Ah, the pleasure it was to head out on this cool night alone, to walk the streets in silence. Normally I am accompanied by my child, but being she was home totally tuned in (or tuned out) to her movie, I decided to take advantage of the situation.
I had not intended on walking to the sacred tree. I didn’t really feel the need ~ that is until about 20 minutes into my walk, I felt a gentle nudge to go pay a visit. So I did. I stood in front of her, hands together, in a gentle greeting. As I placed my hands upon her, immediately my left hand began to tremble with an intensity I had not felt from her in quite awhile. In fact, on the previous visit, I felt she was sleeping/resting. She was absolutely silent and still.
It was so intense I almost pulled away but I kept my hands there. The word I felt had an “s” in it. At first I thought it was “surrender”. But then felt “that’s only part of it.”
After receiving nothing more, and feeling the transmission was over, I thanked her and continued on my way. This was new. Normally I “get it” at the time. Something told me though the message would formulate with more walking. Indeed it did.
After a couple of blocks, I began to hear a message. “Greet the plants.” So I did. Only I didn’t greet each of them. Just the ones I found “pretty”.
“No,” I felt. “Greet the plants. Every one of them.”
So I did. And you know, it took effort. It felt almost unnatural to greet the plants we call weeds. The dying blades of grass. But I did. Kinda faked it until I made it.
In doing so, my heart began to expand and tears formed in the corners of my eyes.
It was then I began to Remember the sacredness in all life. Remembered it from the feeling space, not just the mind space.
I was able to Remember a feeling from a time so very very long ago when looking at life in this manner was normal.
Thoughts continued to form in my mind. I thought back to a piece I read earlier today that spoke of how it is now past time to walk the talk of living in Unity. At first I dismissed it. Ego certainly did. See the sacred in everyone and everything? No exceptions? Especially people??!!
What about those who…my ego began, telling all those old stories.
It is indeed getting easier to speak with this part of me and remind her we now have a symbiotic relationship.
Yes, even “those who”.
Every part of life, every person, every being has Life Source in it. No matter how hidden. Ignored. Unknown. Neglected.
These incoming energies are allowing us to Remember that all Life is sacred. I feel it.
I KNOW it.
It doesn’t matter what one has done. Or not done.
All Life Is Sacred. No exceptions.
Hard to accept at times?
Oh god, yes.
When those “yeah but’s” kick in, acknowledge the story. The emotions. Then Remember. Get quiet. And go within to search for that Light within the other.
I did that today. It was a challenge. Ego said all sorts of things but I held space in my heart until the softening occurred. And it was then that I remembered how wonderful this feels.
So much better than being in judgment and critical.

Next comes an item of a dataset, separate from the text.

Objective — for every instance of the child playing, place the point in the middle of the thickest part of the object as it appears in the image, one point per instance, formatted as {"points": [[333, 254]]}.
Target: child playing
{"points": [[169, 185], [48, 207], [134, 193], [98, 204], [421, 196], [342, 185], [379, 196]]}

Doesn’t feel so good in the body.
All Life Is Sacred.
All this means is every living thing has a piece of Source. A piece of Us.
As we continue to return to this way of Being, it will soften and heal every one of us so that the illusion of separation just drifts away. Feels like we are being called to fall in love with life again, doesn’t it? Every piece of it. Makes me wants to just run outside, roll around in the grass and giggle loudly and large, hugging myself. And everyone I see. Remember doing this?
Of course you do.
We all do.
Reminds me of the song Blow Away (George Harrison). All I’ve got to do is to Love (you, me all of it!). All of us doing this is making for a really beautiful reality.